えびみそのタイ冒険

2020年末にタイに移住し、自分と向き合う毎日を送る45歳の青年"えびみそ"の物語。

#33 真心ストーリー

2021-12-05 09:32:00 | 真心
ある知人の話。

彼は、若い時にしばらく都会で働き、少し歳を取ってから地元の田舎に帰ってきた。

彼の都会での仕事は、とある若者向けショッピングモール内にあるファッション衣料品店のマネージャー。
ある有名なブランドショップの販売員である。

この業界は厳しい。

競争も激しいが、彼はマネージャーというポジションで、毎月の販売実績を厳しく銀座の本店から管理されていた。

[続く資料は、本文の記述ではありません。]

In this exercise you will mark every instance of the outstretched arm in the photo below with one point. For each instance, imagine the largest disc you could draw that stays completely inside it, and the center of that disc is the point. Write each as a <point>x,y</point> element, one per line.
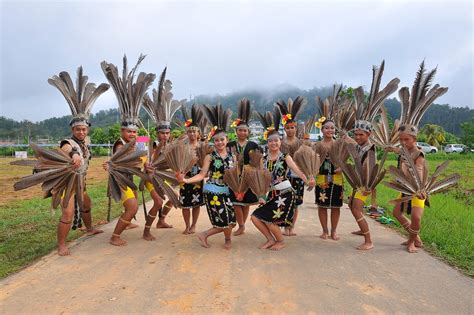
<point>199,177</point>
<point>292,165</point>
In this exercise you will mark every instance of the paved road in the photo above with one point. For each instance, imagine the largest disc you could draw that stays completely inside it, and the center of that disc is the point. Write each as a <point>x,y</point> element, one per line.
<point>176,275</point>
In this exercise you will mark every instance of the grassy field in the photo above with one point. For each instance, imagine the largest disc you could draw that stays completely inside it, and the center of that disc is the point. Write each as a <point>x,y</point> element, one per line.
<point>448,225</point>
<point>27,224</point>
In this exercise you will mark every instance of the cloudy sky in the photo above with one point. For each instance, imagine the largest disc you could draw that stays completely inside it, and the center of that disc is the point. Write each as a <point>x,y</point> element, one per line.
<point>223,46</point>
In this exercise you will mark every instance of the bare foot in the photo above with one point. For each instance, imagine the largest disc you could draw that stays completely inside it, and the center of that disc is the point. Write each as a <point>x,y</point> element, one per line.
<point>94,231</point>
<point>277,246</point>
<point>63,250</point>
<point>117,241</point>
<point>268,244</point>
<point>240,230</point>
<point>147,236</point>
<point>411,248</point>
<point>203,239</point>
<point>163,225</point>
<point>418,243</point>
<point>365,246</point>
<point>186,231</point>
<point>131,226</point>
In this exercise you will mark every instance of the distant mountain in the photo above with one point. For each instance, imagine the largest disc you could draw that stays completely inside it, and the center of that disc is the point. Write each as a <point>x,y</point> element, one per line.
<point>262,100</point>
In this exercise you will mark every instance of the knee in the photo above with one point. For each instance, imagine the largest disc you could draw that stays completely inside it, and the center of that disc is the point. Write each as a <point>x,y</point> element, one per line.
<point>67,216</point>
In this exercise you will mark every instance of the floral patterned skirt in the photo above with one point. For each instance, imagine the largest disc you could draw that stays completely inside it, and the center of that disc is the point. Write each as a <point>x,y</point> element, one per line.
<point>220,210</point>
<point>249,199</point>
<point>191,195</point>
<point>279,208</point>
<point>298,186</point>
<point>329,196</point>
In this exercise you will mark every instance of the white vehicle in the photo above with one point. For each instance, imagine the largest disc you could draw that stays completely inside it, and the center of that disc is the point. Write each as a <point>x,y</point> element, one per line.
<point>425,147</point>
<point>452,148</point>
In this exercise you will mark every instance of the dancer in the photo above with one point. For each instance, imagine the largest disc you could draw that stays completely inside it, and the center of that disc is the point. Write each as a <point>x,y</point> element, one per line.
<point>279,208</point>
<point>216,193</point>
<point>290,144</point>
<point>191,195</point>
<point>77,147</point>
<point>241,147</point>
<point>414,106</point>
<point>161,109</point>
<point>129,95</point>
<point>365,112</point>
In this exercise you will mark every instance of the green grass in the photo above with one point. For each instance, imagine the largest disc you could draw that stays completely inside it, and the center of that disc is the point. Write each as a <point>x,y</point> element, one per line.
<point>448,225</point>
<point>28,228</point>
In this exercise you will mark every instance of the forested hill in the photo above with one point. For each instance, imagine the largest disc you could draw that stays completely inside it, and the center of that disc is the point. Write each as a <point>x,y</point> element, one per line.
<point>450,118</point>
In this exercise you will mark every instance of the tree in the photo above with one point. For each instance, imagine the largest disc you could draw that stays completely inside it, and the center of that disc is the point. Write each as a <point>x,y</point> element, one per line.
<point>98,136</point>
<point>467,137</point>
<point>435,135</point>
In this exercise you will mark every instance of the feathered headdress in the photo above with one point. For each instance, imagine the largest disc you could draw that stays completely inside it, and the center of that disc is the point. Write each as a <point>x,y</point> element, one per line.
<point>336,109</point>
<point>129,94</point>
<point>243,114</point>
<point>270,122</point>
<point>218,118</point>
<point>81,100</point>
<point>367,109</point>
<point>162,108</point>
<point>290,111</point>
<point>193,119</point>
<point>415,105</point>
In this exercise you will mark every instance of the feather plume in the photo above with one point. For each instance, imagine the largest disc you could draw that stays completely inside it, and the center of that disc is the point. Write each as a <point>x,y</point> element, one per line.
<point>57,175</point>
<point>415,104</point>
<point>129,93</point>
<point>412,184</point>
<point>82,98</point>
<point>307,161</point>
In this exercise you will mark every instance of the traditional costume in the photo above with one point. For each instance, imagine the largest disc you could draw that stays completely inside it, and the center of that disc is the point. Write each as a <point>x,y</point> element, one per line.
<point>281,202</point>
<point>191,195</point>
<point>289,113</point>
<point>129,95</point>
<point>242,152</point>
<point>217,195</point>
<point>80,102</point>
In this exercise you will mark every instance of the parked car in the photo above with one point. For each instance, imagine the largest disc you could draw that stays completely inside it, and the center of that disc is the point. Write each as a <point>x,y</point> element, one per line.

競争は、もちろん同じようなショップの並ぶショッピングモール内、そして表通りの衣料雑貨店。それどころか、その地域一帯に及ぶ。

若い店員達は、始めのうちはオシャレな衣服やアイテムに囲まれ、駅前一等地にあるそのショッピングモールの華やかな雰囲気に目を輝かせて毎日やってくる。
しかし、そんな楽な仕事ではない。
給料は安く、ノルマも課せられる。
仕事の後は、遅くまで業績の確認や、店内の商品配置換え、反省会がある時もある。
このご時世、思ったように売れない背景もあり、給料も上がらない。
結局、夢のない仕事なのだ。
見かけだけ。

しかし、彼はなかなか才能があった。
始めのうちから何となく店に馴染み、お客と仲良くなり、何となく売れる。
彼の見た目も悪くなかった。
背も高く、穏やかで、いつも言葉少なに優しく微笑んでいるような印象だった。
あれよあれよと、マネージャーになって、お店を任されるようになった。

そして何年も過ぎた。

入ってきては、死んだ目をして辞めていく何百という若者たち。
ショップに見に来ようともしない、現実を知らない本店の営業マン達。

彼は小さくない業績を残し、そのショップを去った。

彼を慕う若い店員達は、彼のことを惜しみ、心から残念がっていた。
近所の居酒屋チェーン店で、ささやかな送別会を開いてくれ、みんなの顔を見ながらなんとなく、「田舎に帰ろう」と思った。

そして、
本当に久しぶりに地元の土を踏んだ。
お店では殆ど休みがなく、たまの休みは家事や雑事。
本当に帰る時間がなかったのだ。

彼の地元は、とある瀬戸内海の小さな島。

漁港と海の匂い、
野良猫、
そしてお年寄り達。

懐かしかった。
でも、そこには何もなかった。

島を歩いた。

平日、
田舎道は車が通ることもまばら。
隅々まで歩いて、
学校を見かけた。

学校があるのだ。

中学校だろうか、
高校だろうか。

若者がいるのだ。

当然のことかもしれないが、なぜか勝手に若者はみんな出ていってしまっていると思い込んでいた。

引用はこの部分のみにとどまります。